Researchers Explain Mechanism Behind Bendy Straws
Washington D.C. While bendable drinking straws, medical tubes, and collapsible dog bowls all work on a common principle, the fundamental mechanisms of how they work have, until now, not been explored properly.
Washington D.C. [USA], Oct 21 (ANI): While bendable drinking straws, medical tubes, and collapsible dog bowls all work on a common principle, the fundamental mechanisms of how they work have, until now, not been explored properly.
A team of researchers reported that they have figured out how these "multi-stable" structures composed of stacked conical sections are loaded with pre-stress, pent-up tension that arises "because the material is forced into a closed ring that is more tightly curved than it naturally wants to be," Ryan Hayward, the lead researcher of the study, said.

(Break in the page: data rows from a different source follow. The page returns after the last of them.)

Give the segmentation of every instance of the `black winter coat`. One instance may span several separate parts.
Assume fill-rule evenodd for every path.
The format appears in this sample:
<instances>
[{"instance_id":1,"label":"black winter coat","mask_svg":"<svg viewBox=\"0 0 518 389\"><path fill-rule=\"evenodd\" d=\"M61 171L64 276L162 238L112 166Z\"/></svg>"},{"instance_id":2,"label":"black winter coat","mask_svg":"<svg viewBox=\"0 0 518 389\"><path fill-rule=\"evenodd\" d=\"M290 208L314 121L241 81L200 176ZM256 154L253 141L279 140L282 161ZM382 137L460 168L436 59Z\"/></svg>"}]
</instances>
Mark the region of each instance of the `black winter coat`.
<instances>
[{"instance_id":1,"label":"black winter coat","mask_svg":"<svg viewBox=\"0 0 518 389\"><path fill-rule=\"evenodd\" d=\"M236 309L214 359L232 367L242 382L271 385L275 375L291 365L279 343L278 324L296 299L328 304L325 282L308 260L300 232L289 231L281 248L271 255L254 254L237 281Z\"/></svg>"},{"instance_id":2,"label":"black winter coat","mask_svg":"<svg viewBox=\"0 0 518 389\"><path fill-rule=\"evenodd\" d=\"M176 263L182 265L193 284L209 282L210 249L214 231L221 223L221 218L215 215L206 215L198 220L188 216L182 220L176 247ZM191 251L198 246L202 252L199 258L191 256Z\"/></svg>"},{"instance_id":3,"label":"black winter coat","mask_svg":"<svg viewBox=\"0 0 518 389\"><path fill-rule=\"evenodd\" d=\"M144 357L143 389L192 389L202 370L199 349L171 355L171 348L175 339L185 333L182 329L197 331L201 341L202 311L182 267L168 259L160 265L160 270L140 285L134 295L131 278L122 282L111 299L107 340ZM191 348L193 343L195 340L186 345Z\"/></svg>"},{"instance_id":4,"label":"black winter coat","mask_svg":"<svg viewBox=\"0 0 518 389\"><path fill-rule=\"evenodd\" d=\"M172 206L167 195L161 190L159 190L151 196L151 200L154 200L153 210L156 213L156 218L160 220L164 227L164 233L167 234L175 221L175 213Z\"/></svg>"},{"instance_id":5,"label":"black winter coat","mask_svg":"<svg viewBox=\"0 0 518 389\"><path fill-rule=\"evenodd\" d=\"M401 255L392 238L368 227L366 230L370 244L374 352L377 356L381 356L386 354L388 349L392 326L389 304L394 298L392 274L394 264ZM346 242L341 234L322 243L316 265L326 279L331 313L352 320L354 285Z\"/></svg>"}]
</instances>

"What we discovered is that the very useful property of being mechanically stable in a bent configuration seems to require pre-stress. As far as we are aware, no one had ever looked at how and why such structures have stability in the bent state," he added.
The researcher further said, " It will be helpful for us to understand this fundamental principle, which is key when designing new applications. If you're going to build a reconfigurable device, it's important to know why it works, and when it might fail."
Hayward said that the mechanics that explain the ability of corrugated tubes to be extended and contracted in length are "pretty well established," as is the idea that moving materials between mechanically stable states require overcoming an energy barrier. Playing with a variety of colorful bendable tubes on his desk, he demonstrates that the tube holds its shape in either state and that an energy barrier is crossed when it pops in and out of each.
"The mystery is why this tube of stacked cones should be stable in the bent state," he noted. "There's no obvious reason why a bendy straw should want to be stable when bent," he added. The study is published in the journal of Soft Matter.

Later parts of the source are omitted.